Ее снова стало лихорадить. В горле послышались предсмертные хрипы. Тело корчилось в тяжких страданиях, но душа уже ничего не знала об этом. Она уже лицезрела небеса, открывающиеся умирающим.
Час спустя схватки жизни со смертью прекратились. Она лежала столь умиротворенная и прекрасная, что стоявшие возле нее люди были глубоко взволнованы.
— Дорогая старая майорша, — сказал Йеста, — такой я уже видел тебя однажды! Маргарета Сельсинг вновь ожила. Теперь она никогда не уступит место майорше из Экебю.
* * *
Вернувшись из кузницы, кавалеры узнали, что майорша умерла.
— А слышала она удары молота?
— Да, слышала.
И кавалеры были рады тому, что старались не напрасно. Они узнали также, что майорша хотела оставить им Экебю, но завещание не было составлено. Они сочли это большой честью для себя и похвалялись этим до конца своих дней. Но никто не слыхал, чтобы они когда-нибудь жалели о потерянном богатстве.
Рассказывают, что в эту рождественскую ночь Йеста Берлинг, стоя рядом со своей молодой женой, держал перед кавалерами свою последнюю речь. Он тревожился за их судьбу, ведь им придется убираться из Экебю. Впереди у них лишь старческие недуги. Холодный прием ожидает старого и угрюмого человека в чужом доме. Бедного кавалера, вынужденного из милости жить у крестьянина, ожидают невеселые дни. Ему предстоит прозябать в одиночестве, разлученному с друзьями.
Обращаясь к своим друзьям, беспечным, привыкшим ко всем превратностям судьбы, он назвал их древними богами, рыцарями, появившимися в стране железа в железный век, чтобы принести сюда радость и веселье. Он скорбел о том, что в райском саду, где порхали крылатые бабочки радости, появились прожорливые гусеницы, пожирающие плоды.
Разумеется, он знал, что радость и веселье нужны детям земли, что без них нет жизни. Но он знал также, сколь трудна стоящая перед миром загадка — как соединить радость и веселье с добротой. Казалось бы, это самое простое, но в то же время и самое трудное дело. До этих пор им не удавалось отгадать эту загадку. Но теперь ему представлялось, что за этот год, год радости, горькой нужды и счастья, они многое постигли.
* * *
Ах, добрые господа кавалеры, мне тоже горек миг расставаний. Это последняя ночь, которую я с вами провела без сна. Я не услышу больше ни радостного смеха, ни веселых песен. Пришло время расставаться мне с вами и со всеми веселыми обитателями берегов Левена.

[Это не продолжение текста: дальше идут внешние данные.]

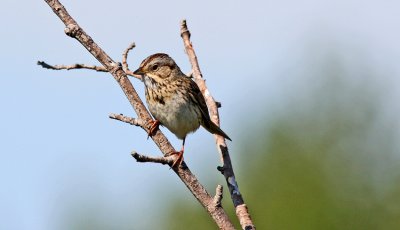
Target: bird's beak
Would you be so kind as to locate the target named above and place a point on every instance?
(139, 72)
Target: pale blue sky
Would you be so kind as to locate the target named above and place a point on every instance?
(59, 149)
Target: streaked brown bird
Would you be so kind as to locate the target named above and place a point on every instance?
(174, 100)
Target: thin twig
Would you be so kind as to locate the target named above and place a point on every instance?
(125, 66)
(130, 120)
(218, 195)
(75, 31)
(143, 158)
(74, 66)
(227, 170)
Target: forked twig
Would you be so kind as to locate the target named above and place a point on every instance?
(75, 31)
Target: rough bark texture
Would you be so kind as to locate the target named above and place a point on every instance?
(227, 169)
(75, 31)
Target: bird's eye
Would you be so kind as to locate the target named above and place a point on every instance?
(154, 67)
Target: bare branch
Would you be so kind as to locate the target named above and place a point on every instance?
(75, 31)
(227, 169)
(143, 158)
(130, 120)
(218, 195)
(125, 63)
(74, 66)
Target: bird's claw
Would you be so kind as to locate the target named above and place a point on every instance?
(179, 159)
(154, 124)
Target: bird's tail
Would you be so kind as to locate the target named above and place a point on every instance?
(214, 129)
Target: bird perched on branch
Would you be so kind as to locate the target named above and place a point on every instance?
(174, 100)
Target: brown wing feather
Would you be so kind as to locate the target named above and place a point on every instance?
(198, 98)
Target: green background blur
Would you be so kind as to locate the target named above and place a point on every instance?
(309, 95)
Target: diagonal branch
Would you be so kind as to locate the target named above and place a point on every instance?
(75, 31)
(130, 120)
(161, 160)
(125, 63)
(227, 169)
(74, 66)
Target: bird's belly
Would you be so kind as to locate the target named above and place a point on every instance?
(177, 116)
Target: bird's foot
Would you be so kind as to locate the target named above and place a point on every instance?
(154, 124)
(179, 159)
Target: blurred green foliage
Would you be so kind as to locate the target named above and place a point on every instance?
(328, 161)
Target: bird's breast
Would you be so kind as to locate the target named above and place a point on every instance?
(175, 112)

Дорогие мои старые друзья! В давние дни вы одарили меня богатыми дарами. Вы поведали мне, живущей в глубоком уединении, о полноте и богатстве изменчивой жизни. На берегах озера моих детских мечтаний вы сражались, подобно героям Рагнарека. Но что я сумела дать вам?
Быть может, вас порадует то, что ваши имена вновь зазвучат рядом с названиями дорогих вам усадеб? Пусть блеск и великолепие вашей жизни вновь засияет над этим краем! Еще стоит Борг, еще стоит Бьерне, стоит и Экебю на берегу Левена, окруженное водопадами и озерами, парками и улыбающимися лесными полянками. Стоит выйти на широкий балкон, как старые предания начинают роиться в воздухе, как пчелы в летнюю пору.
Да, кстати о пчелах, позвольте мне рассказать вам еще одну старую историю! Коротышка Рустер, тот самый, что шел с барабаном впереди шведской армии, когда она в 1813 году вступила в Германию, позднее не уставая рассказывал истории об удивительных странах. Люди, по его словам, там ростом с колокольню, ласточки не меньше орла, а пчелы величиной с гуся.
— Ну а какие же там тогда ульи?
— Обыкновенные, такие же, как у нас.
— А как же туда залетают пчелы?
— Это уж их забота, — отвечал коротышка Рустер.
* * *
Дорогой читатель, не должна ли я сказать тебе то же самое? Ведь гигантские пчелы фантазии целый год летали над нами, но как им попасть в улей действительности, это уж, верно, их забота.